Coisa de maluco!
Imagine só aquele pessoal que, apoiando uma tentativa de golpe, acampou em porta de quartel, tomou chuva, passou frio, perdeu emprego, brigou com cônjuge e família, foi ridicularizado por amigos, passou privações e virou meme, foi chamado de “maluco” pela pessoa que idolatravam e por quem passaram tudo aquilo? Pois é, foi exatamente o que […].

Imagine só aquele pessoal que, apoiando uma tentativa de golpe, acampou em porta de quartel, tomou chuva, passou frio, perdeu emprego, brigou com cônjuge e família, foi ridicularizado por amigos, passou privações e virou meme, foi chamado de “maluco” pela pessoa que idolatravam e por quem passaram tudo aquilo?
Pois é, foi exatamente o que aconteceu na nesta terça-feira, por ocasião do depoimento de Jair Bolsonaro ao ministro Alexandre de Morais no STF, no julgamento da cúpula que planejou (ou tentou) um golpe de Estado para impedir a posse de Lula, após as eleições de 2022.
“Tem sempre uns malucos que ficam ali com aquela idéia pedindo intervenção militar que os chefes das forças armadas jamais iriam embarcar”, disse textualmente Bolsonaro. Na prática ele fez o que é praxe: abandonou no meio da estrada apoiadores que não lhe servem mais ou que mais atrapalham que ajudam seus planos no momento.
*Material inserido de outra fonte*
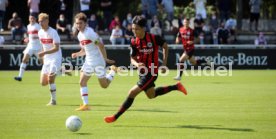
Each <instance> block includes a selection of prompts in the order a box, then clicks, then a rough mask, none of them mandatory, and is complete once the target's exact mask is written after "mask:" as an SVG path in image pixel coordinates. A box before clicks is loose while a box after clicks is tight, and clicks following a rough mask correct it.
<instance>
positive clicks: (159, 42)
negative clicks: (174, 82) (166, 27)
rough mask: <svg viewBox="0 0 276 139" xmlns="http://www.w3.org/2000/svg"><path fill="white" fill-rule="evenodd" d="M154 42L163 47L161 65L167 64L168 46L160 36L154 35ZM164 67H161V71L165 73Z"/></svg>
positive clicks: (165, 71)
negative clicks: (162, 67) (162, 63)
mask: <svg viewBox="0 0 276 139" xmlns="http://www.w3.org/2000/svg"><path fill="white" fill-rule="evenodd" d="M155 38H156V42H157V45H158V46H161V47H162V49H163V64H162V66H165V67H166V66H167V61H168V54H169V47H168V44H167V43H166V41H165V40H164V39H163V38H162V37H161V36H156V37H155ZM165 72H166V69H165V68H162V73H165Z"/></svg>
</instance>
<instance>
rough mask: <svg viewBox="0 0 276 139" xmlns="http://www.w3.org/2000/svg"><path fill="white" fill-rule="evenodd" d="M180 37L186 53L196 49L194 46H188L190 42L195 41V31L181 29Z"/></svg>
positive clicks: (189, 45)
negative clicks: (194, 39)
mask: <svg viewBox="0 0 276 139" xmlns="http://www.w3.org/2000/svg"><path fill="white" fill-rule="evenodd" d="M178 37H179V38H181V41H182V44H183V47H184V49H185V50H186V51H189V50H191V49H194V47H195V46H194V44H191V45H190V44H188V41H194V30H193V29H191V28H185V27H181V28H180V29H179V33H178Z"/></svg>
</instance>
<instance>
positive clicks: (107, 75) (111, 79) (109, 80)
mask: <svg viewBox="0 0 276 139" xmlns="http://www.w3.org/2000/svg"><path fill="white" fill-rule="evenodd" d="M114 75H115V71H113V70H110V72H109V73H108V74H106V75H105V78H106V79H108V80H109V81H112V80H113V77H114Z"/></svg>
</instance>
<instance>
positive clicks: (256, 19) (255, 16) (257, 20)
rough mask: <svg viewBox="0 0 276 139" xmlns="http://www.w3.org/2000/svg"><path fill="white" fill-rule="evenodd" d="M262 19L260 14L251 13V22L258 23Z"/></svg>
mask: <svg viewBox="0 0 276 139" xmlns="http://www.w3.org/2000/svg"><path fill="white" fill-rule="evenodd" d="M259 18H260V13H250V22H253V21H258V20H259Z"/></svg>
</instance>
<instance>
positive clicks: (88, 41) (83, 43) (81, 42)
mask: <svg viewBox="0 0 276 139" xmlns="http://www.w3.org/2000/svg"><path fill="white" fill-rule="evenodd" d="M90 43H92V41H91V40H82V41H81V42H80V44H81V45H87V44H90Z"/></svg>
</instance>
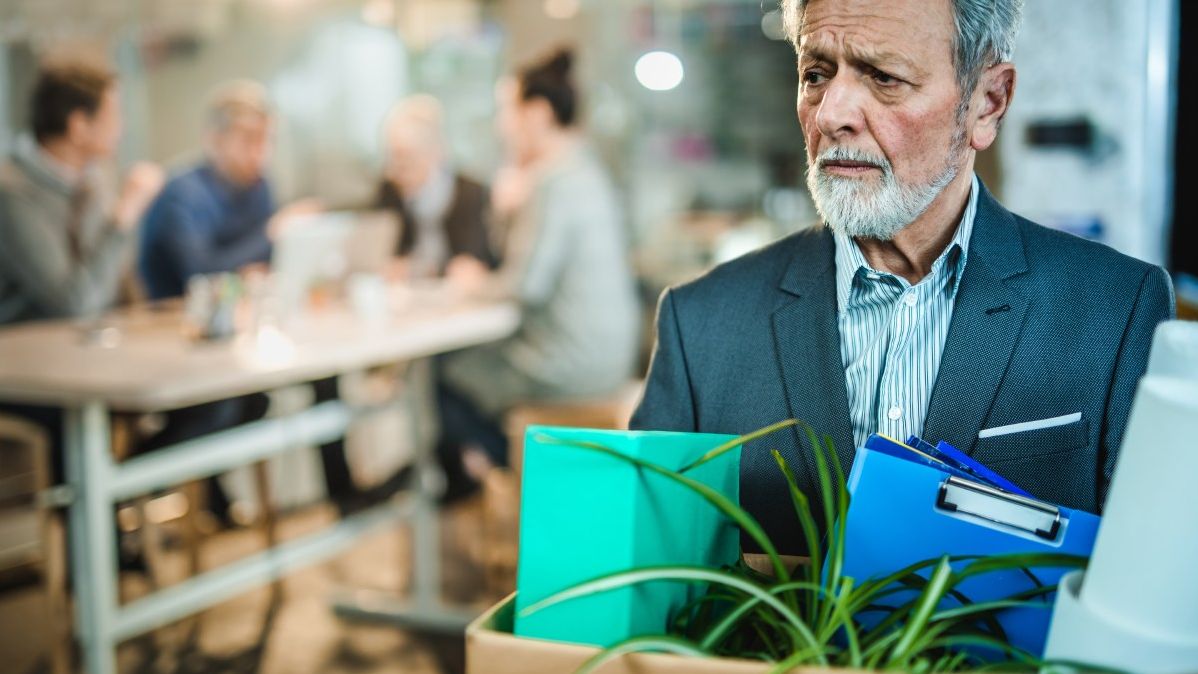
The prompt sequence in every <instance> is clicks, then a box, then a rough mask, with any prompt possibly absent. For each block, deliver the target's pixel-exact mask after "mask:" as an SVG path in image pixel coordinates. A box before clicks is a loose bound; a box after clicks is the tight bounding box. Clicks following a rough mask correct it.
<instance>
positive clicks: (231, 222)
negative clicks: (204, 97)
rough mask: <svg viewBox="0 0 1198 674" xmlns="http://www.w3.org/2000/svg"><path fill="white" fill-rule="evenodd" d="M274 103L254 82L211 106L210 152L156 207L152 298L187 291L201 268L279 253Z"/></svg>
mask: <svg viewBox="0 0 1198 674" xmlns="http://www.w3.org/2000/svg"><path fill="white" fill-rule="evenodd" d="M271 127H272V120H271V111H270V109H268V107H267V103H266V96H265V92H264V91H262V90H261V86H259V85H258V84H254V83H244V81H238V83H232V84H230V85H226V86H225V87H224V89H222V90H220V91H219V92H218V95H217V97H216V98H214V101H213V104H212V108H211V111H210V114H208V129H207V139H206V157H205V159H204V160H202V162H200V163H199V164H198V165H196V166H194V168H192V169H189V170H187V171H184V172H182V174H180V175H177V176H175V177H174V178H171V180H170V182H168V183H167V187H165V188H164V189H163V190H162V194H161V195H159V196H158V199H157V200H156V201H155V202H153V205H152V206H151V207H150V212H149V213H147V214H146V218H145V223H144V225H143V229H141V254H140V260H139V268H140V271H141V278H143V279H144V281H145V285H146V292H147V293H149V296H150V298H151V299H163V298H168V297H179V296H181V295H183V292H184V290H186V287H187V281H188V279H190V278H192V277H193V275H196V274H212V273H219V272H237V271H240V269H242V268H244V267H248V266H252V265H255V263H265V262H267V261H268V260H270V259H271V238H272V236H273V235H274V233H276V231H274V230H277V229H278V225H277V224H278V223H282V221H284V220H285V215H290V214H294V211H296V210H310V207H309V206H307V205H303V204H301V205H298V206H292V207H291V208H288V210H284V211H280V212H279V213H278V214H276V212H274V211H276V207H274V195H273V194H272V192H271V184H270V182H268V181H267V180H266V176H265V170H266V163H267V160H268V159H270V151H271Z"/></svg>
E sua ambição maior, neste exato instante da História, é não ser preso.

Não obstante as complexidades do julgamento, a importância histórica de botar militares golpistas no banco dos réus e a análise político-jurídica da coisa toda, resolvi colocar olhos de escritor e fazer um recorte do drama humano dessas pessoas. No final de dezembro achavam que estavam fazendo história com as próprias mãos, certamente antevendo uma nova “revolução” (como eles chamam o golpe militar de 1964) e a posse de Bolsonaro como líder supremo, com a morte de Lula e a prisão de Xandão e de milhares de “comunistas safados”, como eu e tantos outros, e seis meses depois os que não foram processados e presos por vandalizar patrimônio público ganharam a alcunha de “malucos” pelo líder deles.
Claro que muitos dos envolvidos acreditam que se trata de mais uma estratégia do “mito”, e que algo ainda vai acontecer. Porém, para uma porção deles caiu a ficha, de que Bolsonaro só pensa nele mesmo e nos filhos. Abandonou pelo caminho e depois desprezou verbalmente antes fiéis aliados como Bebiano, Joice Hasselmann, Abraham Weintraub, Carla Zambelli, entre tantos outros (e tantas outras). Por que haveria de mostrar hombridade e defender em pleno STF os bravos patriotas que tomaram chuva em calçada de quartel por sua causa?
Golpista merece repúdio e nos casos previstos em lei, punição e cadeia. Mas não deixo, como expliquei acima, de me angustiar pelo drama humano. Eu já achava bizarro uma pessoa sair do conforto de sua casa, deixar filhos, netos, marido ou esposa para botar uma camisa amarela da seleção da CBF, pegar em bandeiras com frases agressivas e se plantar por dias e noites na porta de um quartel esperando um golpe militar.

Não esperando uma realização ou felicidade pessoal ou um benefício coletivo ou ainda defendendo uma causa justa, como erradicar a fome de um grupo de pessoas ou salvar vidas. Pelo contrário. Sonhavam com uma ação que provocaria a prisão de morte de um grupo de pessoas que pensam politicamente diferente. Mas há algo de melancólico em imagens como a do patriota triste tomando chuva enquanto no mesmo dia Eduardo Bolsonaro curtia a Copa do Mundo nos estádios do Qatar.
No fim das contas, eram malucos, como definiu Jair. Embora houvesse método naquela loucura, como disse Polônio de Hamlet, eram inocentes (ou idiotas) úteis naquele momento. Como devem estar se sentindo neste instante? Vergonha de si mesmos? Chateados com Bolsonaro? Alguns talvez esperando 2026 para fazer a mesma coisa de novo. Se acontecer, só espero que rezem para pneu novamente. Entre tanta tensão foi o momento mais divertido da micareta golpista.